Hailing from Australia, Sheba has studied art in a variety of styles over the years, gaining several diplomas in the process. However, throughout her time as an artist, she has found focus in painting mandalas – which she does so quite exquisitely.
For those unfamiliar with it, the mandala (literally meaning “circle” in Sanskrit) is a symbol with very deep religious, spiritual and even political meaning. It may be employed in spiritual guidance, focusing the attention of practitioners and adepts, as a means of establishing a sacred space and as an aid to meditation and trance induction. Mandalas are particularly used in Hinduism, Buddhism, Jainism and Shintoism. They also have new age symbolism, and were regarded by Jung as a means to explore “the fourfold nature of the psyche”.
I first encountered Sheba’s work five years ago and was immediately captivated. Specialising in painting quarternity mandalas, she works with gouache, acrylics and metallic paints on either canvas or paper, drawing on sources such as music, books, astrology and tarot symbolism as her inspiration. The finished pieces are all intricately beautiful, endlessly geometric, generally perfectly symmetric, and rich in symbolism.
All of this creative, spiritual beauty can currently be seen at the Janus III Gallery on Chuck Clip’s Sinful Retreat, where Sheba is exhibiting a selection of her work entitled Into the Mystic.
Across the two floors of the gallery one can find the most meticulous pieces of art that are utterly captivating.
Whenever I witness Sheba’s art and and consider the work that went into each piece, I cannot help but be put in mind of dul-tson-kyil-khor (mandala of coloured powders) in Tibetan Vajrayana Buddhism. Like those painstakingly constructed sand paintings, there is an inherent balance within Sheba’s paintings in terms of symmetry and harmony that lifts the spirit whilst also speak to the depth of focus on the part of the artist.
Like the work of Tibetan monks, Sheba’s art is rich in iconography that combines geometric shapes and spiritual symbols.
However, unlike the Tibetan sand painting, which is intentionally impermanent, each piece ritualistically destroyed and used as an offering to water and life once the meditation of its creation is complete, Sheba’s art endures well beyond its creation. In this, while sand painting might speak to the impermanence of life and the cycle of creation, Sheba’s art reflects the enduring nature and balance of the cosmos around us.
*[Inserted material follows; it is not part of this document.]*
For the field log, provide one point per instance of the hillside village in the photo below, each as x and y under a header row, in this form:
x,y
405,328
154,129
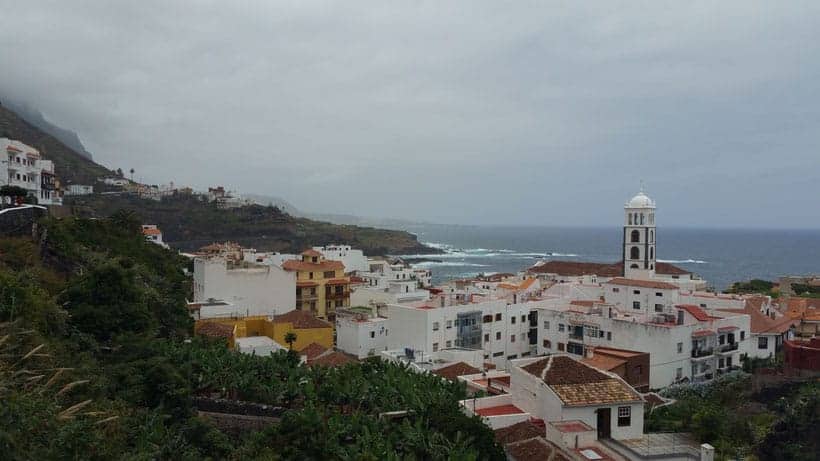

This is art for which images on a page simply do not do justice. Each piece is so rich in form and intricate in detail, Sheba’s work deserves to be seen and appreciated first hand whether you are drawn to the spiritual symbolism of the mandala or simply drawn to art for its beauty and geometry So do take time to drop into the Janus III Gallery before this exhibition ends later in the month.